You can customise the phone with a range of colourful plastic ‘Shells’, which you or I might call a case.  The standard shell is black. But you can change it for another colour or  use a case with a protective front cover. The shells are sturdy pieces of plastic that don’t bend easily. The standard shell doesn’t have a set price yet but a protective ‘Grip Shell’ is £10 and the front-protecting ‘Flip Shell’ will cost £18.

Software
Despite being owned by Google, Motorola insists that it doesn’t get any special treatment when it comes to selling a phone with Android OS. That’s certainly true here. The Moto G runs a stock version of Android 4.3 Jelly Bean, with the latest 4.4 KitKat version promised for January. So Moto G is easy to use, with a menu identical to Google’s own Nexus phones. The number of built-in apps is kept low. You won’t find dozens of obscure apps that you can’t delete. Motorola has added Assist (which lets you schedule auto-replies and silence your phone for periods you select). Other admin apps include a direct line to customer services and a service to transfer files from your existing phone easily. Samsung and Sony etc., take note. Usable storage space is much more desirable than manufacturer-installed bloatware.

Performance
The cheapest £135 Moto G has 8GB of space. As we’ve explained,  you’ll actually have most of this to yourself. Remember the Acer E2 and HTC Desire 500 (reviewed this issue) offer only 4GB storage space but cost around £70 more.

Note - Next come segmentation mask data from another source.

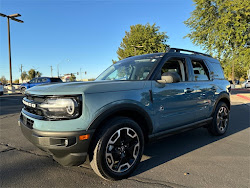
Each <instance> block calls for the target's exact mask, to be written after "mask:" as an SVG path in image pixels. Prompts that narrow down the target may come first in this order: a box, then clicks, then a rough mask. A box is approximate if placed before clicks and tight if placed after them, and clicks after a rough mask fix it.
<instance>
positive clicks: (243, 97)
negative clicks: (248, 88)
mask: <svg viewBox="0 0 250 188" xmlns="http://www.w3.org/2000/svg"><path fill="white" fill-rule="evenodd" d="M236 96H238V97H241V98H243V99H246V100H248V101H250V97H247V96H244V95H240V94H237V95H236Z"/></svg>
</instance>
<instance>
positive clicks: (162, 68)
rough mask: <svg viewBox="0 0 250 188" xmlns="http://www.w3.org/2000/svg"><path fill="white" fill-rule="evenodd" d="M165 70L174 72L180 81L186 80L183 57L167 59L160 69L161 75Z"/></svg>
mask: <svg viewBox="0 0 250 188" xmlns="http://www.w3.org/2000/svg"><path fill="white" fill-rule="evenodd" d="M165 72H176V73H177V74H179V75H180V77H181V81H187V80H188V79H187V73H186V63H185V60H184V59H176V58H172V59H170V60H168V61H167V62H166V63H165V64H164V65H163V67H162V69H161V75H162V74H163V73H165Z"/></svg>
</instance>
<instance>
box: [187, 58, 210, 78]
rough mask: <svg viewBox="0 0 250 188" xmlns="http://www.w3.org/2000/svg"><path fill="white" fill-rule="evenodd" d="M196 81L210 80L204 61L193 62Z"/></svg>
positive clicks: (194, 77)
mask: <svg viewBox="0 0 250 188" xmlns="http://www.w3.org/2000/svg"><path fill="white" fill-rule="evenodd" d="M191 62H192V66H193V71H194V79H195V81H204V80H205V81H206V80H209V72H208V69H207V67H206V65H205V63H204V62H203V61H202V60H191Z"/></svg>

What is even more amazing abut the pricing is that the Moto G uses the Qualcomm quad-core Snapdragon 400 chip. More expensive phones have the weaker Snapdragon 200. The 400 is by no means the most powerful chip. But it can deliver most games you find on Google Play Store. We did encounter a few games that the phone itself warned us wouldn’t be compatible, such as Thor: The Dark World.

Games look great on the 720p display. It’s not quite the true HD 1080p but its perfectly acceptable for a phone that costs much less than £200.

The cheap price makes itself known in the camera. A five-megapixel rear-facing camera spoils the Moto G’s winning streak. Most other budget phones usually have eight megapixels. Under perfect conditions the Moto G can produce crisp images. But make sure you hold the unit still if you want to avoid blurred photos.  The camera app is run by the stock Android app. There is no obvious camera icon. Instead you take a picture by touching anywhere on the screen. This is meant to make the app easier to use but it may confuse people used to seeing a camera icon to press.

Motorola claims you will get a day’s use out of a battery charge. We actually got two days of use with plenty of calls, texts, and the odd gaming session. A recharge took three hours.

Conclusion
The Moto G is designed to be the king of the budget market. And it certainly succeeds. At £200 this would have been a keenly-priced Android handset. The £135 tag makes it unbeatable as a budget phone. The Moto G easily withstands comparison with phones twice the price if you can live without 4G.

Verdict
Motorola deserves to succeed with the Moto G.  Samsung, Alcatel OneTouch and HTC etc.,will now be rethinking their budget strategy.